WAL Archive Compaction

You can enable WAL Archive compaction to reduce the space occupied by the WAL Archive. By default, WAL Archive contains segments for the last 20 checkpoints (this number is configurable). If compaction is enabled, all archived segments that are 1 checkpoint old are compressed in ZIP format. If the segments are needed (for example, to re-balance data between nodes), they are uncompressed to RAW format.

See the Configuration Properties section below to learn how to enable WAL archive compaction.

WAL Records Compression

As described in the design document, physical and logical records that represent data updates are written to the WAL files before the user operation is acknowledged. Ignite can compress WAL records in memory before they are written to disk to save space.

WAL Records Compression requires that the 'ignite-compress' module be enabled. See Enabling Modules.

By default WAL records compression is disabled. To enable it, set the compression algorithm and compression level in the data storage configuration:

IgniteConfiguration cfg = new IgniteConfiguration();

DataStorageConfiguration dsCfg = new DataStorageConfiguration();
dsCfg.getDefaultDataRegionConfiguration().setPersistenceEnabled(true);

//WAL page compression parameters
dsCfg.setWalPageCompression(DiskPageCompression.LZ4);
dsCfg.setWalPageCompressionLevel(8);

cfg.setDataStorageConfiguration(dsCfg);
Ignite ignite = Ignition.start(cfg);
This API is not presently available for C++. You can use XML configuration.

The supported compression algorithms are listed in DiskPageCompression.

Disabling WAL Archive

In some cases, you may want to disable WAL archiving, for example, to reduce the overhead associated with copying of WAL segments to the archive. There can be a situation where Ignite writes data to WAL segments faster than the segments are copied to the archive. This may create an I/O bottleneck that can freeze the operation of the node. If you experience such problems, try disabling WAL archiving.

To disable archiving, set the WAL path and the WAL archive path to the same value. In this case, Ignite does not copy segments to the archive; instead, it creates new segments in the WAL folder. Old segments are deleted as the WAL grows, based on the WAL Archive size setting.

Checkpointing

Checkpointing is the process of copying dirty pages from RAM to partition files on disk. A dirty page is a page that was updated in RAM but was not written to the respective partition file (the update, however, was appended to the WAL).

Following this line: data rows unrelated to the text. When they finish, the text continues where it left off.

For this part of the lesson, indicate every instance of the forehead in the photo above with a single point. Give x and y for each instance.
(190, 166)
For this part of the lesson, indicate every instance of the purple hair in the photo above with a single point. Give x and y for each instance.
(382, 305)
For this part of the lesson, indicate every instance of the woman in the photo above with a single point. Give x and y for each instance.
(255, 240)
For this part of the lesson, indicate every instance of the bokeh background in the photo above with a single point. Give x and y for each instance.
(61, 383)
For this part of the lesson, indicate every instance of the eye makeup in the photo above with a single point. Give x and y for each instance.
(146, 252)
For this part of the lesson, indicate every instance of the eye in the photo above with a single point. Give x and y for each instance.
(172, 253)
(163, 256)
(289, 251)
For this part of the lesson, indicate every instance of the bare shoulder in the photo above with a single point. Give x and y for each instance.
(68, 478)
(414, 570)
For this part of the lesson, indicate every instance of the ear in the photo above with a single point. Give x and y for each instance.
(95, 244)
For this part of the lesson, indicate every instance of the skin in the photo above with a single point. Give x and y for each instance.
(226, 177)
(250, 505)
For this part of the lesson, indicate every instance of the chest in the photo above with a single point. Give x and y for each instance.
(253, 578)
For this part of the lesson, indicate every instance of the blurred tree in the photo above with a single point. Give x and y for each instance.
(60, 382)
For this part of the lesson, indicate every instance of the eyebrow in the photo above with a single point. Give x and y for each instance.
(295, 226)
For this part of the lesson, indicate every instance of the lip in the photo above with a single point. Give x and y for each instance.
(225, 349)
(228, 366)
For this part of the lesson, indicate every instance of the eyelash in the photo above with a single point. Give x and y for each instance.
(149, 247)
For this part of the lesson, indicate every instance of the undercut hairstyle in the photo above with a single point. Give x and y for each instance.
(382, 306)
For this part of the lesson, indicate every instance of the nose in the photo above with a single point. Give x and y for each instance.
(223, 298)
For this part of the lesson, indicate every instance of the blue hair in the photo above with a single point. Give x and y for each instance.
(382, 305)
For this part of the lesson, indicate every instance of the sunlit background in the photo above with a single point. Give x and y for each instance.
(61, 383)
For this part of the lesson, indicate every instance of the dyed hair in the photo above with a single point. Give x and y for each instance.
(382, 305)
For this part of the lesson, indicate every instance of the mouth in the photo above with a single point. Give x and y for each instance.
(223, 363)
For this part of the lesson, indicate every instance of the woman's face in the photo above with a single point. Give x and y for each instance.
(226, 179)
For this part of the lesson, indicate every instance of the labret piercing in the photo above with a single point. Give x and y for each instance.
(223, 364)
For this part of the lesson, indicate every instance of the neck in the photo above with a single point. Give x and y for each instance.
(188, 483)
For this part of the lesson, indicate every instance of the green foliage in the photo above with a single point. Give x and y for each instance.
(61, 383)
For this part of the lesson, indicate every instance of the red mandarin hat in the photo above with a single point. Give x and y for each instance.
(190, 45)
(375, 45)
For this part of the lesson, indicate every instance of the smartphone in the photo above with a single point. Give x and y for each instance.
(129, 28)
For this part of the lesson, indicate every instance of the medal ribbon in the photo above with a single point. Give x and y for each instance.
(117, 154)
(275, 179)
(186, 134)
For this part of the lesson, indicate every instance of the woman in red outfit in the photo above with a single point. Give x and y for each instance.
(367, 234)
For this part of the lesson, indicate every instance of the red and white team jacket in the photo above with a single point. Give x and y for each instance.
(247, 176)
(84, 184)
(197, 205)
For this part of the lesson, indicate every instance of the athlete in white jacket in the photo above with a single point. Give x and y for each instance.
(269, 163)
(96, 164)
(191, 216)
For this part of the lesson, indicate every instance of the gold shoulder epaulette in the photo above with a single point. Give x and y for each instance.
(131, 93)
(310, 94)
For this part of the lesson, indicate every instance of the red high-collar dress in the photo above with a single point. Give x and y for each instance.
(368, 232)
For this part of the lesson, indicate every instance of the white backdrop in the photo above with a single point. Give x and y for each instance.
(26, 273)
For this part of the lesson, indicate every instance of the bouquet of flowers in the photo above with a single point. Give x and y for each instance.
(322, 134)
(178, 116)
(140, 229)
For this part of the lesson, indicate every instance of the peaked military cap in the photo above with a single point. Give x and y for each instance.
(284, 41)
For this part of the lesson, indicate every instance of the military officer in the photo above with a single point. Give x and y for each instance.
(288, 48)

After a checkpoint is created, all changes are persisted to disk and will be available if the node crashes and is restarted.

Checkpointing and write-ahead logging are designed to ensure durability of data and recovery in case of a node failure.

checkpointing persistence

This process helps to utilize disk space frugally by keeping pages in the most up-to-date state on disk. After a checkpoint is passed, you can delete the WAL segments that were created before that point in time.

See the following related documentation:

Configuration Properties

The following table describes some properties of DataStorageConfiguration.

Property Name Description Default Value

persistenceEnabled

Set this property to true to enable Native Persistence.

false

storagePath

The path where data is stored.

${IGNITE_HOME}/work/db/node{IDX}-{UUID}

walPath

The path to the directory where active WAL segments are stored.

${IGNITE_HOME}/work/db/wal/

walArchivePath

The path to the WAL archive.

${IGNITE_HOME}/work/db/wal/archive/

walCompactionEnabled

Set to true to enable WAL archive compaction.

false

walSegmentSize

The size of a WAL segment file in bytes.

64MB

walMode

Write-ahead logging mode.

LOG_ONLY

walCompactionLevel

WAL archive compression level. 1 indicates the fastest speed, and 9 indicates the best compression.

1

maxWalArchiveSize

The maximum size (in bytes) the WAL archive can occupy on the file system.

Four times the size of the checkpointing buffer.